With 60% of its server environment virtualized, VCH had too many hosts hitting on the same storage array LUNs at once, creating "hot spots" of contention and leading to application problems because of latency. Ben Haley, regional supervisor for storage and backup, said that VCH's Windows clusters failed over twice because of the latency, causing the operating system to time out waiting for data.
So VCH went looking for a performance monitoring tool late last year, but found only one -- Akorri Inc.'s BalancePoint -- that had visibility into VMware, host applications, operating systems and servers. (Haley said he didn't investigate Symantec's CommandCentral tool. Tek-Tools Inc. has also since expanded its reporting tools to include VMware). A consultant working with VCH recommended Akorri's performance monitoring software.
"The best thing about [BalancePoint] is the topology view, which shows us the path from the VMware host to the LUNs," Haley said. Before VCH rolled out BalancePoint, performance and contention issues on the disk arrays occurred about once a week, but Haley said, "Now it's more like once a month."
Deploying the performance monitoring software led VCH's IT staff to discover other existing problems. "Within the first two hours of deployment, we found two Exchange servers that had logs and mailbox data allocated to the same disk groups," Haley said.

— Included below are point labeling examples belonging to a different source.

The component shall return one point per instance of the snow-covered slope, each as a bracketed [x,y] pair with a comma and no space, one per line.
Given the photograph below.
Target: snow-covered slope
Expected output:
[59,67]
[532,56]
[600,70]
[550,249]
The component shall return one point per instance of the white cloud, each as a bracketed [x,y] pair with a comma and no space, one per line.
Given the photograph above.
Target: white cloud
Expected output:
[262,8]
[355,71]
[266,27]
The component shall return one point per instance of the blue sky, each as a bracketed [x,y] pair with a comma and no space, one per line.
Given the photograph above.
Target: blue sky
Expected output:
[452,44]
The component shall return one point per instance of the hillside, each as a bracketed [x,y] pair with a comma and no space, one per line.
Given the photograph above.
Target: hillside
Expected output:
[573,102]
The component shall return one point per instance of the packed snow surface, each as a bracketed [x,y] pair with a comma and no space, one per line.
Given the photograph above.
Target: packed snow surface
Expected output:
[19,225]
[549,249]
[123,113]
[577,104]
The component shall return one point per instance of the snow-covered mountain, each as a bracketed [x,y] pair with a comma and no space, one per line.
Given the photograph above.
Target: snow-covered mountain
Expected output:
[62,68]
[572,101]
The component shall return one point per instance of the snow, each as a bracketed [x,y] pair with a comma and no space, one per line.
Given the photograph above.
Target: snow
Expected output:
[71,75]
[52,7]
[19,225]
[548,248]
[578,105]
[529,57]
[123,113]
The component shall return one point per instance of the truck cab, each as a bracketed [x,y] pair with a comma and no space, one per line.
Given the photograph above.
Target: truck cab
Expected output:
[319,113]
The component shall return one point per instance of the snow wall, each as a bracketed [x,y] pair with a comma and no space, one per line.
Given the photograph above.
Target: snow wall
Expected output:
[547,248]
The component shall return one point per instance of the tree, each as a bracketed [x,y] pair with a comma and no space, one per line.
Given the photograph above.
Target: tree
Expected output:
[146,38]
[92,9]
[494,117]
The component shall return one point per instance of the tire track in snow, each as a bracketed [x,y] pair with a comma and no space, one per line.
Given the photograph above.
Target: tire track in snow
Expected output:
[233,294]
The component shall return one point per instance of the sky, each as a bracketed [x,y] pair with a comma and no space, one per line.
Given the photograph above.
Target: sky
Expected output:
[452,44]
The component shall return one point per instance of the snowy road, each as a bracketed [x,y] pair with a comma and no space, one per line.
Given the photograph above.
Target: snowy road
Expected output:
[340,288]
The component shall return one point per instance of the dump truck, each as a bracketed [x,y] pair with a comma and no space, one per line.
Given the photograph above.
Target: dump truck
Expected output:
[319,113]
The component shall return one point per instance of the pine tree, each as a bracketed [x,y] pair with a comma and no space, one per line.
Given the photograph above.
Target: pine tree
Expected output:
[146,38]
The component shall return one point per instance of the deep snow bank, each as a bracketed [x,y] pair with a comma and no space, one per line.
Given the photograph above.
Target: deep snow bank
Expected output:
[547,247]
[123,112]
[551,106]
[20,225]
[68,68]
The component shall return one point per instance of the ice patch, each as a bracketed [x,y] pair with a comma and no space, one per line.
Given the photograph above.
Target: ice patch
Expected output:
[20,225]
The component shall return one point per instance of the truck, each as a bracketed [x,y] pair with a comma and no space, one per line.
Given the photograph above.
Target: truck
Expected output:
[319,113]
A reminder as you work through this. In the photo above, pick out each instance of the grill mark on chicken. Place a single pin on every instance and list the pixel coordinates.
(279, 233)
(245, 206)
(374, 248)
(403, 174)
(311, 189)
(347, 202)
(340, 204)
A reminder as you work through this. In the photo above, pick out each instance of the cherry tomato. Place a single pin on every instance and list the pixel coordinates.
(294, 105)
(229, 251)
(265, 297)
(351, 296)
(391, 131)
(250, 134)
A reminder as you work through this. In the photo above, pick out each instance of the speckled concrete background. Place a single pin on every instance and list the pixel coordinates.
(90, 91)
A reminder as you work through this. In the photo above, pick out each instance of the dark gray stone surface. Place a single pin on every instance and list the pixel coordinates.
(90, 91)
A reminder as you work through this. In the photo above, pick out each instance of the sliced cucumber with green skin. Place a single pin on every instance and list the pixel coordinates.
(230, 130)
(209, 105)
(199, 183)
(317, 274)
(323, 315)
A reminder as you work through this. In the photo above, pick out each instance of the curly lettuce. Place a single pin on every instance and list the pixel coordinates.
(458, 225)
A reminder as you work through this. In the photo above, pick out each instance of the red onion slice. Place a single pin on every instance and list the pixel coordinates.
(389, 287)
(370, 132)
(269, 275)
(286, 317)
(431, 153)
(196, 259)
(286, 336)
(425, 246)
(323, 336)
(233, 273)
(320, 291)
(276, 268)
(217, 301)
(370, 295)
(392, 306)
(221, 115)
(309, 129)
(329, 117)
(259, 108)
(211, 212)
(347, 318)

BalancePoint's reports have also cut down on the work required to prepare stats to provide management each quarter. "We used to have to go through each server ourselves and figure out the metrics," Haley said. "It's probably saved us 20 hours every quarter preparing reports."
Performance issues still pop up at times because of a lack of communication between the application and infrastructure teams, such as the time that a database administrator changed a hot backup window to coincide with a heavy traffic time on the network. VCH stores 190 TB on five EVA arrays, with an average utilization rate around 70% per array. That can make it more susceptible to performance issues because there's less room for error.
@ 53880 "Contention happens with physical servers, too," Haley said, adding "I'm not a big fan of how VMware lays out its volumes." Along with the performance problems on the HP arrays, VMFS also makes it tricky to do snapshot backups on VMware volumes, he said.
Haley said he also wishes for better integration between HP and VMware, and "better performance monitoring, for sure." HP's EVA-perf utility isn't integrated with BalancePoint, though Haley said he's been pushing for it.
While Akorri offers him a good "server's eye view" of the network, integration with HP's storage monitoring tools would give him more detailed information while helping him organize that information better. "EVA-perf produces tons of data that can be hard to parse out," he said. "Akorri could help with that, and integrating that tool means we could get better insight into our disk arrays."